- Artist: Edmund Kara
- Year: 1964
- Medium: Redwood
- Subject: Elizabeth Taylor
- Weight: 712 lbs

= Redwood statue of Elizabeth Taylor =

1964 sculpture

A statue of Elizabeth Taylor was sculpted from redwood by the artist Edmund Kara for the 1964 film The Sandpiper. The film starred Taylor and Richard Burton who had recently become her fifth husband. The piece was sculpted from a 2,200 lbs trunk of redwood; the finished piece weighed 712 lbs. The piece is depicted in the film as having been sculpted by Charles Bronson's character, Cos Erickson, who is love with Taylor's character, Laura Reynolds. Bronson's role was originally intended for Sammy Davis Jr., but the implications of an interracial relationship between Taylor and Davis's character saw Davis's casting quashed by Martin Ransohoff, the producer of The Sandpiper.

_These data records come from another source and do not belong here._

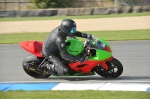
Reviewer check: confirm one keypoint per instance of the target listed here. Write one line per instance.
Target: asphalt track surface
(134, 55)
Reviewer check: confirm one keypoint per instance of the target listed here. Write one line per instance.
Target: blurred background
(9, 7)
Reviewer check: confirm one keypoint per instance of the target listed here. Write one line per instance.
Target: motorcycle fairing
(33, 47)
(88, 65)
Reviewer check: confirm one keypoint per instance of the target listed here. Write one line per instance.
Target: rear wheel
(115, 69)
(34, 61)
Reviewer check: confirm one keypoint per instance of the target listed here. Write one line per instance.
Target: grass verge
(107, 35)
(74, 17)
(88, 94)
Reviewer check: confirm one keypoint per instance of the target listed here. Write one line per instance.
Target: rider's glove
(80, 58)
(89, 36)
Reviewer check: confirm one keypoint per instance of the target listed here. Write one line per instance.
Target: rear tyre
(34, 61)
(115, 69)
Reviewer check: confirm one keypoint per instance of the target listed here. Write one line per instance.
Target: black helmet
(68, 26)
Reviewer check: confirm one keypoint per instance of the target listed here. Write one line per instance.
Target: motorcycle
(97, 53)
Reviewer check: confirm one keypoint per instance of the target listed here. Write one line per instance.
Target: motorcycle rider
(55, 43)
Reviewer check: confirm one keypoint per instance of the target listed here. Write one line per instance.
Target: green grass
(108, 35)
(89, 94)
(74, 17)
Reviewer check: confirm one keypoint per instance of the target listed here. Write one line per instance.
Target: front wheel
(34, 61)
(115, 69)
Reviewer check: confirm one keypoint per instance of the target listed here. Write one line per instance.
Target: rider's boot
(51, 68)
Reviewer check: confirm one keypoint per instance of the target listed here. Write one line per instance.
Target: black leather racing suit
(54, 44)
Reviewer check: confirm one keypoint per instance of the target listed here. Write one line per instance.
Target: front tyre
(115, 69)
(34, 61)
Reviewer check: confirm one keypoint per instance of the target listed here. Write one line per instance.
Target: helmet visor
(73, 30)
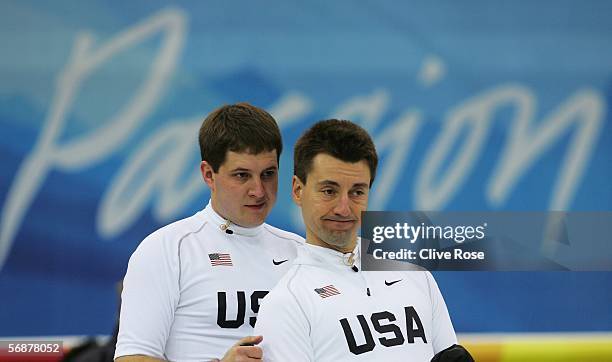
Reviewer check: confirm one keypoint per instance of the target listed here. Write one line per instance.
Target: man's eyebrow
(328, 183)
(243, 169)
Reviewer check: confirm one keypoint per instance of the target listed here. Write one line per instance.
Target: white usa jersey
(192, 290)
(323, 310)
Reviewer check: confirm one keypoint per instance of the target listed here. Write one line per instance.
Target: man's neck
(343, 249)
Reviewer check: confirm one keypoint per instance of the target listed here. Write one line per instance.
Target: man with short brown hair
(192, 288)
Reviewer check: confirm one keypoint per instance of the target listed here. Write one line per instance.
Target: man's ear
(297, 187)
(208, 175)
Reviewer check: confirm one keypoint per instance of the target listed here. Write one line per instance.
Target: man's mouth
(257, 206)
(340, 224)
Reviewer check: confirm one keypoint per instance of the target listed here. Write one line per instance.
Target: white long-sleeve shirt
(323, 310)
(192, 290)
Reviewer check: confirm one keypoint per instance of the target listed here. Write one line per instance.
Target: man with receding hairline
(325, 308)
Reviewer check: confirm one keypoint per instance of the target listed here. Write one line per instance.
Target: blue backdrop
(475, 105)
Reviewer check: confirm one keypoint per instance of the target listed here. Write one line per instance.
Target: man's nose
(256, 189)
(342, 207)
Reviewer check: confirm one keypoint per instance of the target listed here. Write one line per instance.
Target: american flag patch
(327, 291)
(217, 259)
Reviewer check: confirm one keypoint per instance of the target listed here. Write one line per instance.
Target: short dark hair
(341, 139)
(239, 127)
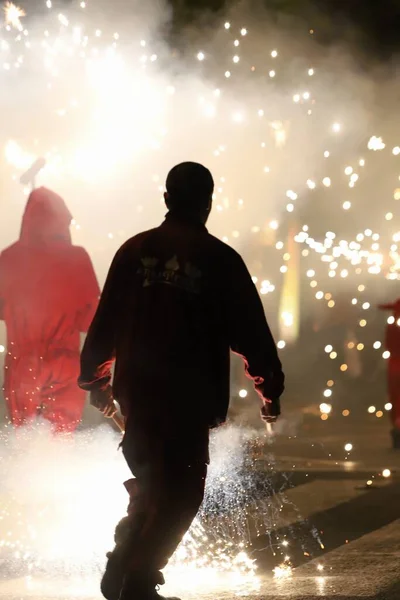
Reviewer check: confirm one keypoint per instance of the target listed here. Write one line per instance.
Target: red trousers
(394, 390)
(44, 386)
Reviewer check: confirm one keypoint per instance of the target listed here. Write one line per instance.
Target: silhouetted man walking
(175, 302)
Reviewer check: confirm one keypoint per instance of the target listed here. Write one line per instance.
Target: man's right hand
(104, 402)
(270, 411)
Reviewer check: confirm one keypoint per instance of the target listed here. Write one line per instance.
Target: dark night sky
(373, 25)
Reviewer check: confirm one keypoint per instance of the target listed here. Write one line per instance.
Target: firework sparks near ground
(111, 112)
(58, 516)
(13, 15)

A short promotional film called A Statue for the Sandpiper was made in 1965 that depicts Kara at work on the piece.

The film was set in the Big Sur region of California; the area had long been Kara's home. Kara was photographed at work on the sculpture by Walter Chappell. Taylor herself never posed or sat for Kara, but a plaster life-cast of her face was provided for him to work from. Kara's friend, the jazz singer Stella Brooks, posed as Taylor's body double for Kara's sculpture. Upon its completion the sculpture was shipped aboard the to Paris, France, for the film's premier. Production of the film had moved to Paris to preserve Burton and Taylor's status as tax exiles. The producer of the film, Martin Ransohoff, had booked a first class stateroom for the sculpture's passage, with an accompanying security guard. The prohibitive weight of the sculpture eventually necessitated its shipping in the hold of the ship. The sculpture was subsequently publicly unveiled in a Parisian art gallery by Burton.